Dalam khutbah kedua ini saya akan memberikan kesim-pulan
dari khutbah pertama. Yang pertama, kemaksiatan manusia kepada Allah Rabbul
‘Alamin merupakan penyebab utama terjadinya berbagai musibah yang menimpa umat
manusia baik itu berupa bencana alam maupun krisis di berbagai bidang
kehidupan. Yang kedua, satu-satunya jalan untuk terhindar dari segala musibah
tersebut dan dapat menikmati kehidupan yang aman, tenteram, damai dan sejahtera
adalah dengan mengikuti petunjuk-petunjuk Allah dan RasulNya Muhammad
Shalallaahu alaihi wasalam dalam seluruh aspek kehidupan yang ada dengan penuh
ketundukkan, kecintaan dan keikhlasan.
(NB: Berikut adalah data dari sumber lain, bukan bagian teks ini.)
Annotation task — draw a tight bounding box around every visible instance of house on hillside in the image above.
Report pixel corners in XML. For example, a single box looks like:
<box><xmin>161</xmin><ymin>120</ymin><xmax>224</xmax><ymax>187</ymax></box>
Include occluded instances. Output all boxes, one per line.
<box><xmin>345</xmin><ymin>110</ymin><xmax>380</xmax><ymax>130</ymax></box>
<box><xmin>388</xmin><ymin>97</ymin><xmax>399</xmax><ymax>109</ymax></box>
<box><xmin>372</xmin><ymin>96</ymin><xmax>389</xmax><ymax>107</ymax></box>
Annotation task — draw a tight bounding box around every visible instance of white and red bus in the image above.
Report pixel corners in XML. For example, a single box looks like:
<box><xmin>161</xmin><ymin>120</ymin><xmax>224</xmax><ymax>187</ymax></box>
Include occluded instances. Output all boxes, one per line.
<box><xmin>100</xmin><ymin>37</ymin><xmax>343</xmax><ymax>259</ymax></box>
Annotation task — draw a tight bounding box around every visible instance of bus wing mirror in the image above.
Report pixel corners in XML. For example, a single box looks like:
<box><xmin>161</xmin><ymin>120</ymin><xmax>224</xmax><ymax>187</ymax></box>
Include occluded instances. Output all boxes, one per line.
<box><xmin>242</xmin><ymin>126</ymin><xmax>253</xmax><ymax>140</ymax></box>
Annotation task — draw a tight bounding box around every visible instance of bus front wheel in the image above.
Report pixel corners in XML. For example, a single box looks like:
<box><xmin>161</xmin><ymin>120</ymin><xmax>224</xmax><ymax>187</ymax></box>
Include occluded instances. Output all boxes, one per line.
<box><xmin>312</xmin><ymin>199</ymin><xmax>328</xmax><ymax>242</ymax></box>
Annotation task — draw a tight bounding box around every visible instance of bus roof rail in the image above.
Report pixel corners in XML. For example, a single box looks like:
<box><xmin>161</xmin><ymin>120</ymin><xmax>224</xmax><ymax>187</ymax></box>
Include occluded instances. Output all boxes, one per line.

Yang ketiga, bahwa segala do’a dan
istighatsah yang dilakukan umat Islam supaya bisa keluar dari segala macam
musibah tidak akan dikabulkan oleh Allah kecuali bila kaum muslimin secara
sungguh-sungguh memerintahkan kepada yang ma’ruf dan memberantas segala yang
mungkar.
Akhirnya marilah kita tutup khutbah JUMAT ini dengan
berdo’a kepada Allah Subhannahu wa Ta'ala :
رَّبَّنَآ إِنَّنَا سَمِعْنَا مُنَادِيًا
يُنَادِي لِلإِيمَانِ أَنْ ءَامِنُوا بِرَبِّكُمْ فَئَامَنَّا، رَبَّنَا فَاغْفِرْ
لَنَا ذُنُوبَنَا وَكَفِّرْعَنَّا سَيِّئَاتِنَا وَتَوَفَّنَا مَعَ اْلأَبْرَارِ.
رَبَّنَا وَءَاتِنَا مَاوَعَدتَنَا
عَلَىرُسُلِكَ وَلاَتُخْزِنَا يَوْمَ الْقِيَامَةِ إِنَّكَ لاَتُخْلِفُ
الْمِيعَادَ.
رَبَّنَا لاَ تُؤَاخِذْنَا إِنْ نَّسِيْنَا
أَوْ أَخْطَأْنَا، رَبَّنَا وَلاَ تَحْمِلْ عَلَيْنَا إِصْرًا كَمَا حَمَلْتَهُ
عَلَى الَّذِيْنَ مِن قَبْلِنَا، رَبَّنَا وَلاَ تُحَمِّلْنَا مَالاَ طَاقَةَ لَنَا
بِهِ، وَاعْفُ عَنَّا وَاغْفِرْ لَنَا وَارْحَمْنَا أَنتَ مَوْلاَنَا فَانصُرْنَا
عَلَى الْقَوْمِ الْكَافِرِيْنَ.
رَبَّنَا اصْرِفْ عَنَّا عَذَابَ جَهَنَّمَ
إِنَّ عَذَابَهَا كَانَ غَرَامًا إِنَّهَا سَاءَتْ مُسْتَقَرًّا وَمُقَامًا.
رَبَّنَا هَبْ لَنَا مِنْ أَزْوَاجِنَا
وَذُرِّيَّاتِنَا قُرَّةَ أَعْيُنٍ وَاجْعَلْنَا لِلْمُتَّقِينَ إِمَامًا.
وَالْحَمْدُ لِلَّهِ رَبِّ الْعَالَمِيْنَ.
وَصَلَّى اللهُ عَلَى رَسُوْلِهِ وَعَلَى آلِهِ وَأَصْحَابِهِ أَجْمَعِيْنَ.